KOMATSU UK has thrown open its doors to welcome students from Komatsu City in Japan, to celebrate an ongoing relationship that spans the globe.

The Gateshead/Komatsu City Youth Exchange Programme was created in 1991 to bring the young people of both cities together in a two-week long exchange, to experience each other’s education, culture, heritage, food and language.

Now in its 26th year, the programme saw eight students aged 13-16 given a warm North Eastern welcome before an in-depth tour of the Birtley excavator manufacturer, that proudly bears their city’s name.

Peter Howe, the Managing Director at Komatsu, said: “When Komatsu first arrived in this region, it was afforded a warm welcome by Gateshead Council, which supported the company’s effort to find a location and worked very quickly to help the firm recruit the staff required to create the foundations of Komatsu UK.

“That relationship between Gateshead and Komatsu City endures and it is our pleasure to welcome these young guests and demonstrate how the techniques developed on their doorstep have helped shape a factory and even an industry.”

Councillor Martin Gannon, Leader of Gateshead Council, said: “The programme is built on a friendship that developed out of a professional relationship, and is designed to promote international understanding among the students of both countries.”

He added: “We have built on this mutually beneficial relationship between the young people of both of our cities, and encourage the educational and social benefits for the students. As the exchange programme runs over a two-year period, next summer the Gateshead students will travel to Komatsu, where they’ll meet the Mayor of Komatsu City and take part in a range of educational and cultural experiences – including a traditional tea ceremony.”

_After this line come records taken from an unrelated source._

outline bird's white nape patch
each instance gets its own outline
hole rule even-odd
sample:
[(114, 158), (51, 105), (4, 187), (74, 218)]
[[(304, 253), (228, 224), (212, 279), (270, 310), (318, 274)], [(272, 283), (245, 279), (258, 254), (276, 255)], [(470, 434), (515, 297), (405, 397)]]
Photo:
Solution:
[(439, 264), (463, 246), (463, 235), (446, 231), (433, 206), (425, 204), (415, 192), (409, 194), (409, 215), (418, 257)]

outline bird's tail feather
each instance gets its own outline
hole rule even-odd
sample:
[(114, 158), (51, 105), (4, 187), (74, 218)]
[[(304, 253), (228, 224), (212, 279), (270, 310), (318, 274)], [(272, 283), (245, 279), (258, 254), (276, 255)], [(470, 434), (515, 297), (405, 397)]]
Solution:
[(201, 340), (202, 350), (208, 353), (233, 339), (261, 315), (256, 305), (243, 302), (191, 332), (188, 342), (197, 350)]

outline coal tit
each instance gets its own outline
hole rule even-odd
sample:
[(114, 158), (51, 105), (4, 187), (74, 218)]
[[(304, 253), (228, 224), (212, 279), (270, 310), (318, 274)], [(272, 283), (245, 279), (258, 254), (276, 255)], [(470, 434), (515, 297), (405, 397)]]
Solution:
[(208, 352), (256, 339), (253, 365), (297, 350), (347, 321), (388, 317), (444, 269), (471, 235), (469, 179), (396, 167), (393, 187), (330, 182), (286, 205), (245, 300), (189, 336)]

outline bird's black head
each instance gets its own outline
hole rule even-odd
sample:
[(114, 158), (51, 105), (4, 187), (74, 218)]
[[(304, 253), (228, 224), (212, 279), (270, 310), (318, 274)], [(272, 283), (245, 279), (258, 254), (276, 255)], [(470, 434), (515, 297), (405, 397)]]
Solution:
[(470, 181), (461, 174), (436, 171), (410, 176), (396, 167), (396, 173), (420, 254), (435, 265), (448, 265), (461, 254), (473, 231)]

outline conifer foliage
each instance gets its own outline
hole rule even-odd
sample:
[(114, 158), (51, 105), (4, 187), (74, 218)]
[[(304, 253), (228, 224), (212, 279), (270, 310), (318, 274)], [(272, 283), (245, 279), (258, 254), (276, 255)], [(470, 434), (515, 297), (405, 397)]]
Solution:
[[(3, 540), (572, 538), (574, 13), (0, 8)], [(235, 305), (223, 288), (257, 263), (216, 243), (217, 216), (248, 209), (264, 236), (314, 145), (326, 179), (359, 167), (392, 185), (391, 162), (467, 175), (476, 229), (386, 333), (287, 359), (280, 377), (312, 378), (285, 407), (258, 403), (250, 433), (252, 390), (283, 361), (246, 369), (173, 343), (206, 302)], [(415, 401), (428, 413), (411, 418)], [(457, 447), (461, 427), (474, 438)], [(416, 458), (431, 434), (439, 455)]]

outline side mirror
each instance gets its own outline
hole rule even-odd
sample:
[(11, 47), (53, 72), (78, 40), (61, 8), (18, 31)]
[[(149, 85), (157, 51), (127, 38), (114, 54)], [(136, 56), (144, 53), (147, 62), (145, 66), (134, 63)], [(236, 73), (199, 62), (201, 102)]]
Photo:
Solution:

By the time HRH Charles Prince of Wales officially opened the Birtley Komatsu UK factory in 1987, strong links had already been forged between Gateshead and Komatsu City. Since then, the relationship has grown and led to the UK borough and Japanese city being twinned in 1991.

Councillor Gannon said: “Town twinning is really important to Gateshead, it demonstrates the extent of the borough’s international links and it brings great benefits to people of all ages within the town. The Youth Exchange Programme is just one of the many wonderful opportunities on offer because of our twinning with Komatsu City.

“Komatsu’s presence is felt throughout Gateshead – it has brought with it new jobs, exciting opportunities and new cultural practices. Along with a Japanese friendship garden in Saltwell Park, there is also a Japanese Festival Tapestry and Tile Mural created in joint projects with Japanese artists - the cultural presence is now a prominent part of Gateshead.”

Peter Howe added: “When Komatsu first came to the North East, it was at the forefront of the creation of a whole new industry in the area, focused on automotive and construction equipment manufacturing. Importantly, it also established a range of Japanese practices that were mostly unheard of in UK plants.

“Komatsu helped redefine modern manufacturing in the North East. It continues to deliver the highest quality excavators and provide excellent employment opportunities throughout the region.”

Thirty years on, the firm remains at the forefront of manufacturing excellence and now employs more than 400 people in Gateshead. Testament to the company’s reputation as an excellent employer, 12 percent of the company’s current employees are celebrating their 30th year of service at Komatsu.